Mr. Asagai, I am looking for my identity Asagai repeats Beneatha's words to her, poking fun at her desperation to connect with her African heritage. Beneatha made this statement to Asagai when they first met, a remark he had found amusing.
One for Whom Bread — Food — Is Not Enough Asagai gives Beneatha the Nigerian name "Alaiyo," which he translates roughly as: "One for whom bread — food — is not enough," meaning that his perception of Beneatha is that she is a totally developed person, both intellectually and spiritually, and that she demands answers to all of life's questions. Merely going through the motions of life is not enough for a person like Beneatha; she has to question every philosophy for herself. She is, to Asagai, a person for whom "bread — food — is not enough."
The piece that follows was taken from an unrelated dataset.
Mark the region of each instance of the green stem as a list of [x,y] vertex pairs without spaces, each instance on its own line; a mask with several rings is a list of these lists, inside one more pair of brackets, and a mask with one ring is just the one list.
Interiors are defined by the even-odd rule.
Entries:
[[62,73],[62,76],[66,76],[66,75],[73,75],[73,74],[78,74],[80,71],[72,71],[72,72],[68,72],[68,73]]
You don't have to ride to work on the back of nobody's streetcar Prior to the civil rights movement, which reached its peak in the sixties, segregated facilities, separating whites from blacks, were common in the south, where "Jim Crow" laws made it legal. (Even in the northern cities, vestiges of segregation were apparent.) In the south, whites rode in the front of buses, blacks in the back. An interesting aspect of this particular "Jim Crow" law was that a black person might be permitted to sit in the front of the bus if there were no white person on the bus who needed that seat. If a white person boarded the bus and a black person was seated in the front, the black person knew, almost instinctively, that he had to get up in deference to the white person who needed that seat. During the thirties and forties, the mass exodus of blacks from the south to the northern cities was an attempt to flee segregation injustices, including being forced to ride at the back of buses. Not until Rosa Parks dramatically refused to sit at the back of a bus in Montgomery, Alabama, in 1954, an act which accelerated the civil rights movement, did most blacks in the south even think about the absurdity of the "Jim Crow" laws. Mama's generation worked hard so that their children could have a "better life," which, to her, meant a life without segregation. To those of Mama's generation, it should have been enough that Walter Lee's generation can ride at the front of a bus. Mama cannot understand why Walter Lee wants more from life than to sit anywhere he wants on public transportation. Walter, in contrast, and others of his generation, take that particular "freedom" for granted. Walter wants the larger freedom of being totally independent of everyone; he wants to be able to earn his living without having a "boss"; more important, he wants to be able to generate his own income without being dependent on a salary as a chauffeur. In short, Walter is questioning the reasons he cannot live the way his bosses live. When he asks why his wife cannot wear pearls, he is asking why he has to resign himself to poverty, being ever grateful that he no longer has to ride at the back of a bus. To Mama, that particular measure of equality is enough; to Walter, it is an outrage.